Ma voix se répercute en écho alors que je lève mon épée. La blonde parvient à parer la lame, mais elle ne voit pas mon pied qui vient frapper ses côtes. Elle se penche de douleur. Je vais lui porter le coup fatal, mais elle esquive avec une facilité déconcertante. La Facette de la mouche ? Peut-être. Je donne un nouveau coup d’épée, la Narque empoigne la sienne des deux mains et, plutôt que de me viser, elle attaque directement mon arme.
Mon épée m’échappe des mains et tourbillonne dans les airs avant de se planter dans le sol, quelques mètres plus loin. La Narque se jette sur moi, nous tombons et roulons sur le sol. Elle prend le dessus, assise sur moi, et lève son épée. Je ferme les yeux alors qu’elle amorce son coup.
C’est la fin.
— Hé, la blondasse ! s’écrie une voix aiguë à ma droite.
J’ouvre les yeux juste à temps pour voir une pierre s’écraser sur le visage de mon adversaire. Elle est sonnée. Sans réfléchir plus longtemps, je plonge la main à ma ceinture, dégaine ma dague, et la plante dans son cœur.
Les yeux de la Narque s’arrondissent avant que la vie ne les quitte. Elle s’écroule sur le côté. Le souffle court, je nettoie ma dague dans la neige fondue à cause de l’incendie. La petite s’approche de moi, un autre caillou dans son poing levé.
— Merci, petite. Ne t’inquiète pas, je ne te ferais pas de mal.
— Je suis pas petite !
Elle laisse cependant tomber la pierre et me tend la main pour m’aider à me relever. Je saisis sa main, bien que son aide soit complètement inutile, et me relève en essuyant tant bien que mal la neige qui trempe mon manteau.
Je peux maintenant voir son visage : rond – comme je l’avais deviné – un nez en trompette, des yeux bleus un peu grands qui lui donnent constamment un air légèrement surpris. Mais dans ses pupilles brille une lueur de défi. Cette gamine a l’air d’être une sacrée teigneuse.
— Comment tu t’appelles, pet… euh, comment tu t’appelles ?
— Shirley ! Vous êtes vraiment un chasseur de Narques ?
— Oui. Je suis Peter, je viens de Tornwalker.
À ces mots, ses yeux semblent s’illuminer.
— Ça tombe bien, je dois aller là-bas ! Il faut que je donne quelque chose à Illiana !
— Laisse-moi deviner : les secrets que voulait la Narque ?
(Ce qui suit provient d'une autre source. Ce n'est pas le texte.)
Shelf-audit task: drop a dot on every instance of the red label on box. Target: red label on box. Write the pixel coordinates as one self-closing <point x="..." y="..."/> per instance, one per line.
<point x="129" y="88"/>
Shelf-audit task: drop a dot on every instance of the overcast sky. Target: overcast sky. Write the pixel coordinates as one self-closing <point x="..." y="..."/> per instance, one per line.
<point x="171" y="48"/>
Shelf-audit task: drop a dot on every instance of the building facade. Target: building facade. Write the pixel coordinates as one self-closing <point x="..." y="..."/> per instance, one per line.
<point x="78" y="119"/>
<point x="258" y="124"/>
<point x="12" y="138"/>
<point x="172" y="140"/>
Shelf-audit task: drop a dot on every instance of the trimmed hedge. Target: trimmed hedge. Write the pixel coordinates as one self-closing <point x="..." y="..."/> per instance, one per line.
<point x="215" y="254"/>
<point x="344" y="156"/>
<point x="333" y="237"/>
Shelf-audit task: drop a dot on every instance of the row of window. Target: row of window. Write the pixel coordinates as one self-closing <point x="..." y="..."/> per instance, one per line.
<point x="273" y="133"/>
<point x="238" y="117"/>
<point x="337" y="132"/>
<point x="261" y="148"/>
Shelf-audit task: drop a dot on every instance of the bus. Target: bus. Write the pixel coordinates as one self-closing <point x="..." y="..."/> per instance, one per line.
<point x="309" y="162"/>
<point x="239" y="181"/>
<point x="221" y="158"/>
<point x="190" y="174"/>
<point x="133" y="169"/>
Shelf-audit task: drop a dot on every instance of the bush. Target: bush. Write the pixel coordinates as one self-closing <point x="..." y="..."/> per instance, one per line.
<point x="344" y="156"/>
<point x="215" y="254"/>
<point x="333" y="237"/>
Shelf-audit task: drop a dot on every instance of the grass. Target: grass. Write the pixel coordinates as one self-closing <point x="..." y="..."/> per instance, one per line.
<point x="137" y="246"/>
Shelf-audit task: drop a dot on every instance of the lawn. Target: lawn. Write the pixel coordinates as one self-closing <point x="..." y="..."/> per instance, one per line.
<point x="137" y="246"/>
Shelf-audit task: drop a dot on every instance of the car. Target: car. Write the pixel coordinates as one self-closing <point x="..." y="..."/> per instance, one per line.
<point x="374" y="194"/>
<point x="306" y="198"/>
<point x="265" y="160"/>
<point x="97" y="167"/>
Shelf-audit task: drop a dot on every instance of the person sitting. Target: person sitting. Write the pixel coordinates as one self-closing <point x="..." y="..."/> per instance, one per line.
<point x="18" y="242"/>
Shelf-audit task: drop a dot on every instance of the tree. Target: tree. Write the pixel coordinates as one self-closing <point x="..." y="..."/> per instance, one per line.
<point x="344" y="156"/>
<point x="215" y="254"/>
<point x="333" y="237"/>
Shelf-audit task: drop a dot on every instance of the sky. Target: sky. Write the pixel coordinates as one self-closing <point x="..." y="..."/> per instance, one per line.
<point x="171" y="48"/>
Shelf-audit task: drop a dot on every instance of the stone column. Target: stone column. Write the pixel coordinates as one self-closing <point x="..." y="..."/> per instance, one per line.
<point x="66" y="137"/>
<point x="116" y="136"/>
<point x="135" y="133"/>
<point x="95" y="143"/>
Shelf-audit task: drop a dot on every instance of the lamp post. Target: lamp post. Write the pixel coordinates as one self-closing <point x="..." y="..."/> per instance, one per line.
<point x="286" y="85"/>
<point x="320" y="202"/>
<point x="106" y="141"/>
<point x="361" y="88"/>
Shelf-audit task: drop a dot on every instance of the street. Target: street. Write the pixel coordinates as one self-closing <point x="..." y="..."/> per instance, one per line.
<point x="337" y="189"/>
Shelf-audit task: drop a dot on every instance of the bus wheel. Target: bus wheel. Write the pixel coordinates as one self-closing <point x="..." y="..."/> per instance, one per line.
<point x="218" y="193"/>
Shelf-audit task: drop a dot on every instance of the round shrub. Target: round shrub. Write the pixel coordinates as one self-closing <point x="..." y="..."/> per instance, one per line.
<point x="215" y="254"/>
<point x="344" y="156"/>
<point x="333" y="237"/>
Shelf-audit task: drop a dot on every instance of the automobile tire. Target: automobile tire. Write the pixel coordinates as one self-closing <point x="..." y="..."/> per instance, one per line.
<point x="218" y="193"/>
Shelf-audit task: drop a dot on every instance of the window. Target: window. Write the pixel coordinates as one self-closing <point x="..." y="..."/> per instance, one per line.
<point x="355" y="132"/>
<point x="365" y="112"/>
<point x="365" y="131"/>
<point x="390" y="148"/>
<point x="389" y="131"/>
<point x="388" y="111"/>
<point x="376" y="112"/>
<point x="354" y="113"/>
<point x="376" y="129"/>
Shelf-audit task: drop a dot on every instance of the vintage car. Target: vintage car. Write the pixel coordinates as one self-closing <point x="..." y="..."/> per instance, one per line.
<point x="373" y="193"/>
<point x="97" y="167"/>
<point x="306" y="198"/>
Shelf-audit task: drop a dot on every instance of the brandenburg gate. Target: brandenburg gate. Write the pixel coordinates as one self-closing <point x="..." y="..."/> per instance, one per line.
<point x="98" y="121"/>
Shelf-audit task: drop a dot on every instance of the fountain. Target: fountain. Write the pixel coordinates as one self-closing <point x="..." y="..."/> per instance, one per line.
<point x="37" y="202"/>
Je m’approche de mon épée et essaye de la sortir du sol. Elle est sacrément bien plantée, je dois la secouer un peu avant qu’elle daigne s’arracher à la terre. Shirley ne me répond pas, je prends donc ça pour un oui.
— En tout cas, bonne chance pour rentrer. Moi je dois inspecter les alentours, voir si cette femme n’a pas des amis dans le coin.
— Tu ne peux pas m’accompagner ? J’aurais bien besoin de l’aide d’un chasseur de Narques !
Je soupire. Moi, je n’ai pas besoin d’un fardeau. Encore moins d’une gamine qui ne sait pas se défendre. Elle est passée au tutoiement avec une rapidité déconcertante.
— Qu’est-ce que tu faisais ici, d’abord ?
— Je vivais là. Mon papa, elle l’a…
Je vois ses yeux se remplir de larmes. Elidyr avait donc une fille ? C’est étonnant. Surtout pour un ermite. Mais ce ne sont plus mes affaires, j’ai accompli ma mission.
Je la dépasse et me dirige vers la forêt.
— La Caïna ! s’écrie Shirley dans mon dos.
Je me retourne, interloqué.
— Les secrets que je possède… C’est une formule pour reproduire la Caïna.